Ranging from the 90-second instrumentals “Son et Lumière” and “tira me a las arañas” to the nine-minute coda “take the veil cerpin taxt,” the song/poems on De-loused don’t start as much as they ignite; they fade periodically into jamming and sometimes come to breaks that would appear technically impossible to execute. Bixler’s sensual tenor tugs at you as if in a dream, most likely filtered through some of the reportedly 100 effects pedals used during the making of the record. “Inertiatic esp” contains stretches of melodic verse so beautiful as to simply make your heart stop, “cicatriz esp” is sliced in half by eerie rhythmic interludes suggesting a space walk or intrauterine retreat; “this apparatus must be unearthed” flows sweetly as a lullaby then crashes into a dense operatic chorus and culminates with a hair-raising finale in which the drums are played backward.

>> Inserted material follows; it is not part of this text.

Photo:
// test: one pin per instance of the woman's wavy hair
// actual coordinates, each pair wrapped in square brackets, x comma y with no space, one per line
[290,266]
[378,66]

Backward, indeed, reels the mind, quagmired in pandemonium one moment, thrust upon Elysian soundscapes the next: This is progressive music not as in the oft-derided term “prog rock,” but as in a unified field of sound, lyric, emotion and intellect; “one big piece of literature,” as Rodriguez calls it, in which the listener is propelled forward into territories not yet imagined.

Nourished by the work of such notable mindfuckers as the German future-rock band Can and Euro film artists Werner Herzog and Federico Fellini, The Mars Volta say they write songs “egotistically,” on a plane of consciousness that depends on available enlightenment.

“Most of us in the band are dropouts who never finished high school,” says Rodriguez. “Our knowledge of the world or words or music or anything else doesn’t come from classrooms. It comes from an unending interest in everything that surrounds us — dialects that people have made through the centuries to communicate with each other, or musical movements that have happened, or artifacts found in weird places, or pollution in rivers . . . It comes from being really in love with how fascinating and violent and unexplainable the world is.”

Since finding each other in El Paso’s music scene as teens, Rodriguez and Bixler have almost merged into a modular unit that currently even shares the same Studio City address. “We’ve known each other since we were 13,” says Rodriguez. “We’ve toured in two different bands together, we’re around each other all the time. We’ve always pushed each other forward through space and through time.”

In their hometown, a dusty bowl on the cusp of the U.S.-Mexican border notorious for its drug traffic, sweltering heat, a population of a million and the mentality of a small town, the two young lads with big curly hair roused dismay and horror among local rednecks. “We definitely got fucked with a lot, beaten up a lot,” says Rodriguez. “I guess we look odd to some. We look homosexual, or we look like a lot of different things that upset people.”

Are The Mars Volta concerned that their young audience might be freaked out by the strangeness of the band’s new imaginary worlds?

“I hope people are challenged,” says Rodriguez. “I hope the kids read the interviews and wonder, ‘Who’s Fellini? Who’s Herzog?’ And I hope there’s some kid out there who’s only known about three-minute love songs on the radio and who’s never heard the rhythms of clave, listening to this in his room and realizing that he just can’t sit still and that he has to learn how to dance to it.”


The Mars Volta play at the Henry Fonda Theater, Tuesday, July 1.